When researching Venice, we came across suggestions for different spots at which to stop and catch the sunset. Some suggested the Ponte dell’Accademia, others the rooftop terrace of the Fondaco dei Tedeschi. We ended up facing the lagoon, and I have to say, if you happen to visit the Piazza San Marco, the Naval Museum, or thereabouts near time for sunset — stick around. These are some of the views the lagoon may be so kind as to gift you with.

Arsenale di Venezia

Construction for the Arsenale began in 1104. It was the largest industrial complex in Europe before the Industrial Revolution, covering an area the equivalent of 15 percent of Venice, with high walls to shelter the ships within, and guards to protect its contents. At the height of its production, the different parts necessary to build a ship could be assembled in as little as a day. This, the Porta Magna, was built in around 1460, and was based on the Arch of the Sergii, a triumphal arch in what was then Venetian territory, and is today Croatia.
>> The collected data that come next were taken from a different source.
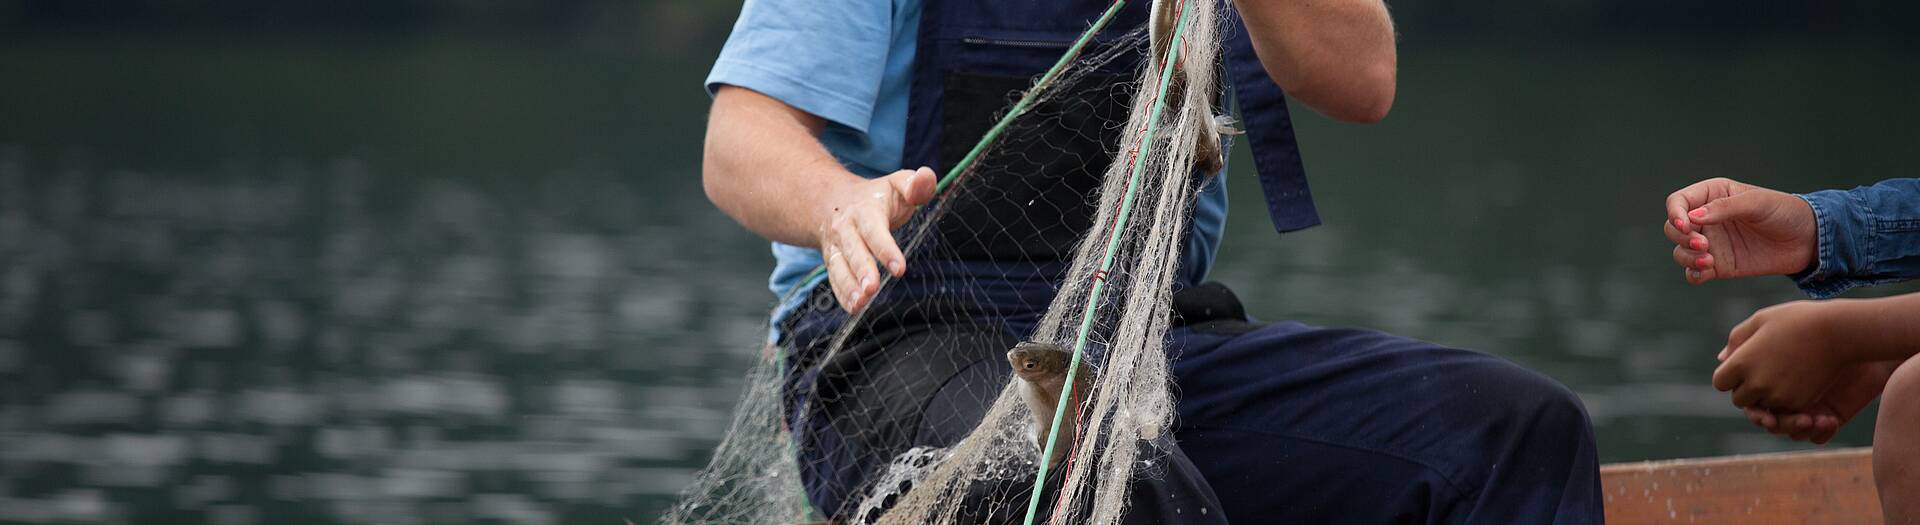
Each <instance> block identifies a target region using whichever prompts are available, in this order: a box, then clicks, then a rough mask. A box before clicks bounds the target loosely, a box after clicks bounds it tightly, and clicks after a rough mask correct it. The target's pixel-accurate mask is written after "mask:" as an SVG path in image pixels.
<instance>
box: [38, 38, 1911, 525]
mask: <svg viewBox="0 0 1920 525" xmlns="http://www.w3.org/2000/svg"><path fill="white" fill-rule="evenodd" d="M724 23H726V21H710V23H708V25H716V27H714V29H712V31H720V29H724ZM0 42H6V44H4V46H0V71H8V75H6V77H8V79H10V83H6V87H0V521H8V523H56V521H88V523H286V521H301V523H467V521H507V523H620V519H632V521H636V523H645V521H649V519H653V515H657V513H659V510H660V508H662V506H664V504H666V502H668V500H670V494H672V492H676V490H678V488H680V487H682V485H684V483H685V481H687V479H689V475H691V471H693V469H695V467H699V465H701V463H703V462H705V456H707V452H708V450H710V446H712V444H714V440H716V438H718V437H720V435H722V433H724V425H726V421H728V412H730V406H732V402H733V396H735V392H737V388H739V381H741V377H743V371H745V367H747V365H749V362H751V358H753V352H756V346H758V340H760V337H762V323H764V315H766V308H768V306H770V302H772V296H770V294H768V292H766V290H764V275H766V269H768V267H770V256H768V254H766V248H764V244H762V242H760V240H756V238H753V237H751V235H749V233H745V231H743V229H739V227H735V225H733V223H732V221H730V219H726V217H724V215H720V213H718V212H714V210H712V208H710V206H708V204H707V202H705V196H703V194H701V190H699V183H697V177H699V135H701V129H703V112H705V96H703V94H701V90H699V79H701V75H703V73H705V67H707V65H705V62H707V60H708V58H710V56H712V54H714V50H716V40H712V38H682V40H672V42H670V46H649V48H653V50H651V52H634V50H622V46H612V44H607V42H549V40H513V38H468V37H420V38H390V40H384V38H371V40H367V42H351V44H340V42H330V40H319V42H317V40H303V38H298V37H271V38H269V37H257V35H253V37H250V35H157V37H156V35H146V37H125V35H121V37H102V35H92V37H73V35H13V37H6V38H0ZM1402 62H1404V71H1402V94H1400V104H1398V108H1396V113H1394V115H1392V119H1390V121H1388V123H1384V125H1377V127H1348V125H1334V123H1329V121H1325V119H1319V117H1302V119H1300V135H1302V142H1304V148H1306V158H1308V165H1309V169H1311V171H1313V187H1315V190H1317V194H1319V202H1321V210H1323V215H1325V217H1327V225H1325V227H1319V229H1313V231H1308V233H1300V235H1286V237H1275V235H1273V233H1271V229H1267V225H1265V215H1263V213H1261V212H1263V204H1261V202H1260V200H1258V192H1256V187H1254V183H1252V177H1250V175H1248V173H1244V171H1236V173H1235V175H1233V177H1231V181H1233V185H1235V188H1236V196H1235V202H1233V206H1235V215H1233V221H1231V225H1229V240H1227V248H1225V250H1223V254H1221V262H1219V265H1217V269H1215V275H1213V277H1215V279H1219V281H1225V283H1229V285H1233V287H1236V290H1238V294H1240V296H1242V298H1246V300H1248V302H1250V308H1252V310H1254V312H1256V315H1260V317H1265V319H1302V321H1309V323H1327V325H1363V327H1377V329H1386V331H1394V333H1402V335H1411V337H1423V338H1432V340H1440V342H1448V344H1457V346H1467V348H1476V350H1484V352H1492V354H1500V356H1507V358H1511V360H1517V362H1521V363H1526V365H1530V367H1536V369H1542V371H1546V373H1549V375H1553V377H1557V379H1559V381H1563V383H1567V385H1569V387H1572V388H1574V390H1576V392H1580V396H1582V398H1584V400H1586V404H1588V410H1590V412H1592V415H1594V421H1596V427H1597V431H1599V442H1601V456H1603V460H1609V462H1622V460H1647V458H1676V456H1701V454H1728V452H1757V450H1776V448H1791V444H1788V442H1784V440H1774V438H1770V437H1764V435H1761V433H1755V431H1751V429H1749V427H1747V425H1745V421H1743V419H1741V417H1740V413H1738V412H1734V410H1732V408H1730V406H1728V404H1726V400H1724V396H1720V394H1716V392H1713V390H1711V387H1707V377H1709V373H1711V369H1713V354H1715V352H1716V350H1718V348H1720V342H1722V337H1724V333H1726V329H1728V327H1732V325H1734V323H1736V321H1740V319H1741V317H1743V315H1745V313H1749V312H1753V310H1755V308H1761V306H1766V304H1774V302H1782V300H1791V298H1795V294H1793V290H1791V287H1789V285H1788V283H1784V281H1778V279H1774V281H1753V283H1716V285H1711V287H1699V288H1693V287H1686V285H1684V283H1682V281H1680V275H1678V269H1674V267H1672V263H1670V262H1668V258H1667V248H1665V246H1663V242H1665V240H1663V238H1661V237H1659V231H1657V229H1659V221H1661V208H1659V202H1661V198H1663V196H1665V194H1667V192H1668V190H1672V188H1676V187H1680V185H1686V183H1690V181H1695V179H1701V177H1713V175H1730V177H1741V179H1751V181H1755V183H1764V185H1778V187H1784V188H1791V190H1811V188H1818V187H1849V185H1857V183H1868V181H1874V179H1880V177H1895V175H1914V169H1912V167H1910V162H1907V160H1905V158H1901V152H1905V150H1908V148H1910V144H1912V142H1914V138H1916V135H1914V133H1912V131H1910V127H1907V125H1905V123H1910V121H1914V119H1916V117H1920V102H1916V98H1912V96H1910V92H1907V90H1905V87H1908V85H1910V81H1912V79H1910V73H1907V71H1910V67H1907V65H1908V62H1910V60H1907V58H1905V54H1903V52H1901V50H1899V48H1889V46H1885V44H1878V42H1822V40H1793V42H1764V44H1753V42H1749V44H1738V46H1718V44H1688V42H1672V44H1659V46H1655V44H1636V46H1594V48H1561V50H1534V48H1498V46H1438V48H1423V46H1409V50H1407V54H1405V56H1404V60H1402ZM23 79H33V81H23ZM1236 165H1238V167H1236V169H1244V167H1246V162H1244V158H1238V160H1236ZM1891 290H1912V288H1910V287H1907V288H1891ZM1891 290H1882V292H1891ZM1870 435H1872V433H1870V415H1868V417H1862V421H1859V423H1855V425H1853V427H1849V429H1847V431H1843V433H1841V438H1839V442H1845V444H1864V442H1866V440H1868V437H1870Z"/></svg>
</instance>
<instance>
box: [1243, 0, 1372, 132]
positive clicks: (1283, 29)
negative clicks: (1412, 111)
mask: <svg viewBox="0 0 1920 525" xmlns="http://www.w3.org/2000/svg"><path fill="white" fill-rule="evenodd" d="M1235 6H1236V8H1238V10H1240V19H1244V21H1246V31H1248V35H1250V37H1252V40H1254V54H1258V56H1260V63H1261V65H1265V67H1267V75H1269V77H1273V81H1275V83H1279V85H1281V88H1284V90H1286V94H1290V96H1294V98H1296V100H1300V102H1302V104H1308V108H1313V110H1315V112H1321V113H1323V115H1327V117H1332V119H1338V121H1350V123H1377V121H1380V119H1384V117H1386V110H1390V108H1394V79H1396V75H1398V73H1396V67H1398V58H1396V52H1394V21H1392V17H1390V15H1388V13H1386V4H1384V2H1380V0H1235Z"/></svg>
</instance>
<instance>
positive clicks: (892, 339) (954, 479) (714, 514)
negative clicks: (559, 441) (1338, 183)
mask: <svg viewBox="0 0 1920 525" xmlns="http://www.w3.org/2000/svg"><path fill="white" fill-rule="evenodd" d="M1121 4H1123V2H1116V4H1114V6H1112V8H1110V10H1108V12H1106V13H1104V15H1102V17H1100V19H1096V21H1092V23H1091V27H1089V29H1087V33H1085V35H1081V37H1079V38H1077V40H1073V42H1071V44H1069V46H1066V48H1064V50H1062V52H1064V56H1062V58H1060V62H1058V63H1056V65H1054V67H1052V69H1050V71H1048V73H1044V75H1041V77H1039V79H1016V81H1018V83H1016V85H1006V79H960V81H950V83H948V85H947V98H948V102H952V100H960V98H968V96H987V98H996V100H998V102H1000V104H996V108H1006V110H1002V113H998V115H991V119H989V115H972V121H975V123H977V125H973V127H972V129H970V127H968V125H948V129H947V131H948V137H947V142H972V140H973V138H972V137H983V138H979V142H977V144H973V148H950V150H947V152H943V162H945V165H947V167H948V173H947V175H945V177H943V181H941V185H939V196H937V200H935V202H933V204H929V206H925V208H924V210H920V213H916V217H914V219H912V221H908V225H906V227H904V229H900V231H899V233H897V238H900V242H902V248H904V252H906V254H908V275H904V277H900V279H887V281H885V283H883V285H881V292H879V294H877V296H876V298H874V300H872V306H870V308H866V310H864V312H860V313H854V315H831V312H833V310H835V308H837V306H833V302H831V300H833V298H831V294H829V292H826V290H824V288H814V290H799V292H801V294H810V296H808V300H806V304H804V306H803V308H801V312H795V313H791V315H789V317H803V319H816V321H787V323H783V325H781V329H783V337H781V338H780V340H778V342H770V344H768V346H766V348H762V352H760V356H762V358H760V362H758V365H755V367H753V371H751V373H749V379H747V388H745V392H743V394H741V400H739V404H737V406H735V417H733V423H732V429H730V431H728V435H726V438H724V442H722V444H720V446H718V450H714V458H712V462H710V463H708V467H707V469H703V471H701V473H699V475H697V477H695V481H693V485H691V487H689V488H687V490H685V494H684V498H682V502H680V504H678V506H676V508H672V510H670V512H668V513H666V517H664V519H662V521H664V523H806V521H831V523H1021V521H1027V523H1041V521H1052V523H1119V519H1121V517H1123V515H1125V512H1127V510H1129V498H1127V494H1129V487H1131V485H1133V483H1135V479H1139V477H1154V475H1158V471H1156V467H1154V465H1156V463H1158V462H1160V460H1162V456H1164V454H1167V450H1165V442H1167V440H1165V438H1164V435H1165V433H1167V427H1169V423H1171V413H1173V396H1171V392H1169V387H1171V383H1169V371H1167V356H1165V348H1164V346H1165V331H1167V329H1169V323H1171V315H1169V312H1171V287H1173V283H1175V275H1177V271H1179V260H1181V250H1183V248H1185V244H1187V235H1188V231H1187V221H1188V215H1190V206H1192V198H1194V190H1196V188H1198V187H1200V185H1206V183H1217V181H1206V177H1204V175H1202V169H1196V165H1210V163H1208V158H1206V156H1215V158H1212V162H1215V163H1217V156H1219V146H1217V142H1213V140H1217V135H1213V133H1215V129H1217V125H1215V104H1213V98H1217V87H1215V77H1217V54H1219V40H1221V37H1219V31H1221V27H1219V25H1221V19H1223V15H1221V12H1219V10H1221V6H1217V4H1212V2H1200V0H1190V2H1188V0H1162V2H1156V4H1154V8H1152V12H1154V15H1152V19H1154V21H1156V23H1158V27H1154V31H1148V29H1146V27H1112V29H1108V27H1106V25H1108V23H1110V21H1112V19H1116V13H1117V12H1119V10H1121ZM1142 56H1144V60H1140V58H1142ZM1116 69H1123V73H1125V75H1123V77H1117V79H1116V77H1112V75H1108V73H1110V71H1116ZM1008 102H1010V104H1008ZM948 108H952V106H948ZM954 117H956V115H948V119H950V121H952V119H954ZM958 117H966V115H958ZM973 129H979V133H973V135H968V137H954V135H956V133H968V131H973ZM1210 142H1212V144H1210ZM1062 185H1064V187H1066V188H1071V190H1064V188H1062ZM1031 290H1039V294H1035V292H1031ZM822 312H828V313H822ZM808 333H818V335H812V337H810V335H808ZM1020 342H1037V344H1044V346H1046V348H1058V350H1066V352H1071V354H1062V356H1071V358H1069V360H1068V367H1066V369H1064V371H1066V377H1064V379H1062V381H1060V385H1064V388H1066V392H1064V396H1062V400H1060V402H1058V404H1052V410H1054V413H1044V408H1048V404H1044V402H1039V404H1037V402H1029V396H1031V394H1033V388H1035V385H1033V383H1029V379H1021V377H1018V375H1014V373H1012V365H1010V363H1008V350H1010V348H1014V346H1016V344H1020ZM1035 412H1043V413H1035ZM1044 429H1062V431H1058V433H1046V431H1044ZM1054 458H1058V460H1054Z"/></svg>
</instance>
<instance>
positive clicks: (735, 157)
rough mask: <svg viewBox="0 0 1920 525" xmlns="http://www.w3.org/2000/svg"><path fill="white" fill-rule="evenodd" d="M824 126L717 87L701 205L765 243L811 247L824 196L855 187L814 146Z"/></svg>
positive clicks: (706, 159) (849, 179)
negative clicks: (766, 240) (712, 210)
mask: <svg viewBox="0 0 1920 525" xmlns="http://www.w3.org/2000/svg"><path fill="white" fill-rule="evenodd" d="M824 125H826V123H824V121H822V119H820V117H814V115H810V113H806V112H801V110H795V108H791V106H787V104H783V102H780V100H774V98H770V96H764V94H758V92H753V90H747V88H737V87H722V88H720V92H716V94H714V104H712V112H710V113H708V119H707V152H705V158H703V163H701V181H703V185H705V187H707V198H708V200H712V202H714V206H718V208H720V212H726V213H728V215H730V217H733V219H735V221H739V223H741V225H745V227H747V229H751V231H755V233H758V235H760V237H766V238H770V240H778V242H787V244H797V246H814V244H818V242H820V240H818V227H820V225H822V223H824V221H826V215H828V213H829V212H831V210H824V208H826V206H824V202H826V196H828V194H829V192H831V190H835V188H841V187H845V185H849V183H858V181H862V179H860V177H858V175H854V173H851V171H847V169H845V167H841V165H839V162H835V160H833V156H831V154H828V150H826V146H822V144H820V138H818V133H820V129H822V127H824Z"/></svg>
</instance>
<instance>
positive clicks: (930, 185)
mask: <svg viewBox="0 0 1920 525" xmlns="http://www.w3.org/2000/svg"><path fill="white" fill-rule="evenodd" d="M889 179H893V181H891V183H893V190H895V194H899V196H900V200H902V202H904V204H906V206H922V204H927V202H931V200H933V187H935V183H937V181H935V177H933V169H929V167H920V169H914V171H906V169H900V173H893V175H891V177H889Z"/></svg>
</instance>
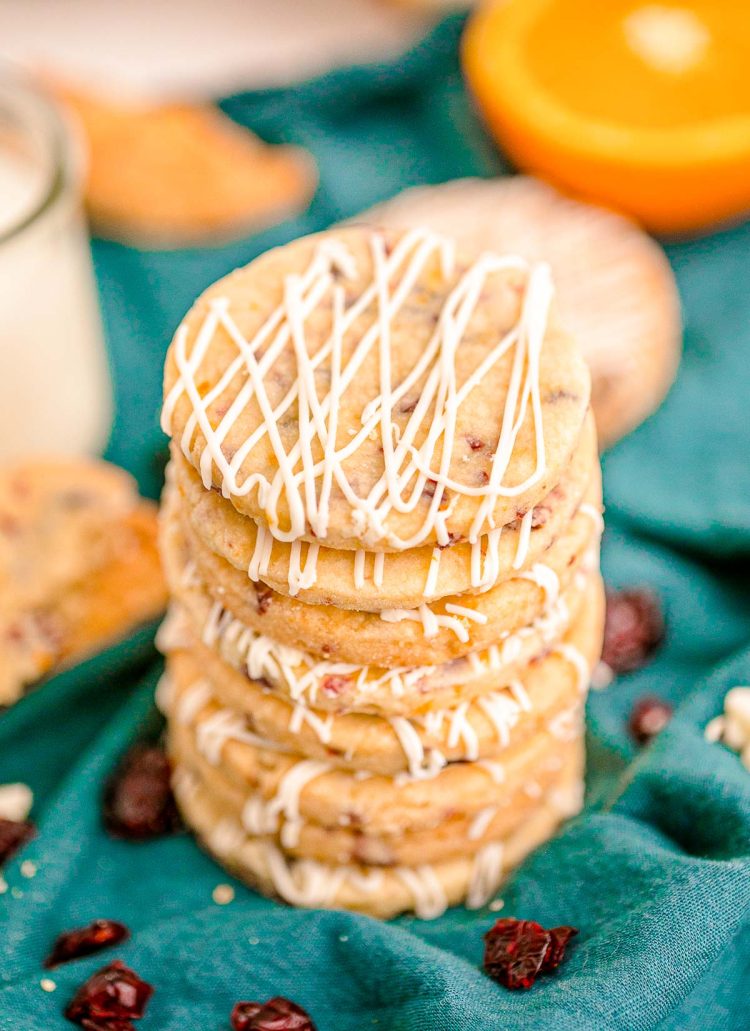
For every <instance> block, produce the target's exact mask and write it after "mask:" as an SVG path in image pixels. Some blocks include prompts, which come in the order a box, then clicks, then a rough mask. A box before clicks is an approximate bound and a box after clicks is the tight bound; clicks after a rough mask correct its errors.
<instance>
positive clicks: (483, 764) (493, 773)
mask: <svg viewBox="0 0 750 1031" xmlns="http://www.w3.org/2000/svg"><path fill="white" fill-rule="evenodd" d="M477 765H478V766H479V767H480V769H483V770H484V771H485V772H486V773H489V775H490V777H491V778H492V780H493V783H494V784H502V783H503V781H504V779H506V768H504V766H503V765H502V764H501V763H497V762H495V761H494V760H492V759H480V760H478V762H477Z"/></svg>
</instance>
The Piraeus Lion, as this statue is called, is originally from Piraeus, the harbor of Athens. It was looted in 1687 by Francesco Morosini as plunder taken in the Great Turkish War against the Ottoman Empire (he also damaged the Parthenon with cannons, so not a great guy). Today, copies are held by the Piraeus Archaeological Museum and… the Swedish Museum of National Antiquities in Stockholm. This is because Scandinavians defaced the lion in the 11th century, carving runic inscriptions into its shoulders and flanks.

Hard to see due to time (and lack of light), the runes are carved in the shape of a lindworm scroll. It is believed that the Vikings who carved the runes might have been Varangians, mercenaries in the service of the Byzantine Emperor, though they may have just been travelers who happened to stop in Athens at the time.